If you know everything is right up through the 9u stage but you did not progress through 5u (optional... you can skip 5u but make sure you catch it good on the 3u) 3u and 1u, and optionally .3u over damp paper. If you did that, and got poor results, I suggest going back to 12u or 15u, raise a burr the full length along both sides in turn, and hone the burr off with normal laps and light pressure, to absolutely ensure that your bevel is set, then do your progression again. If it is a stock GD, make sure it passes the sharpie test. Paint the edge bevel with a sharpie marker. Give it 3 or 4 light laps on the film. Examine under a magnifying glass or loupe. Any ink left at the edge indicates that the edge is not flat on the honing surface.

A dull edge will push water ahead of it. A sharp edge will scoop underneath the water. If it passes the sharpie test and doesn't scoop the water, it aint there yet.

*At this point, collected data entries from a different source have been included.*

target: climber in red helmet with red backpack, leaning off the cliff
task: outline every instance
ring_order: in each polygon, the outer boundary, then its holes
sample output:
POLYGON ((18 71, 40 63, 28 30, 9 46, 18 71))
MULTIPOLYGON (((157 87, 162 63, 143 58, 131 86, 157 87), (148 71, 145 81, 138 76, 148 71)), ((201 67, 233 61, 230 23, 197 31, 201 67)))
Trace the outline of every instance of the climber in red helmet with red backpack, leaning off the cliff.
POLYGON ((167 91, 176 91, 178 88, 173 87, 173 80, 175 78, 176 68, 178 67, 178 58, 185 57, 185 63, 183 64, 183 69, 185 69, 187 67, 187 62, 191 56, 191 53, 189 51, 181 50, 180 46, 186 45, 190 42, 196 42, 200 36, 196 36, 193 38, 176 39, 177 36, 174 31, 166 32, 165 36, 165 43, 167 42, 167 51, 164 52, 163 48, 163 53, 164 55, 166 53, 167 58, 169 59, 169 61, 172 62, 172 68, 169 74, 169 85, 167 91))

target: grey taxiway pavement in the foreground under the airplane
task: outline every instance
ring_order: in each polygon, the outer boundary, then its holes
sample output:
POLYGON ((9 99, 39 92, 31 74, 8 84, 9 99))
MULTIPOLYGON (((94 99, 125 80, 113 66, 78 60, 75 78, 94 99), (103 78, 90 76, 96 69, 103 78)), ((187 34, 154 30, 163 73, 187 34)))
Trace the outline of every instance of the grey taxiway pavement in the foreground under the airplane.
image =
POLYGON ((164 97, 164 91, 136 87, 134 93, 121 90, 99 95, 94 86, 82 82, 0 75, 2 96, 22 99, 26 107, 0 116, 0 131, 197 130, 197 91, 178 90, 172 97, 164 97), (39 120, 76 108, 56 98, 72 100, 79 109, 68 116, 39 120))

A stock GD is a poor razor to learn to hone with. Try a vintage blade. Larry at www.whippeddog.com sells shave ready vintage razors cheap. Get one, shave with it until it is dull, and hone that. For practice setting the bevel, lightly drag the edge across a beer bottle a couple of times to spoil the edge completely, then set the bevel from scratch. You will catch on a lot quicker if you practice with a decent razor. Try to get a shoulderless one if possible. It is super easy to hone a shoulderless. Otherwise, be sure to lead with the heel of the razor slightly. Don't let the shoulder or stabilizer ride up on the honing surface because this elevates the heel end of the edge, and pushes the toe into the honing medium, eventually grinding a taper into the toe, and neglecting the heel.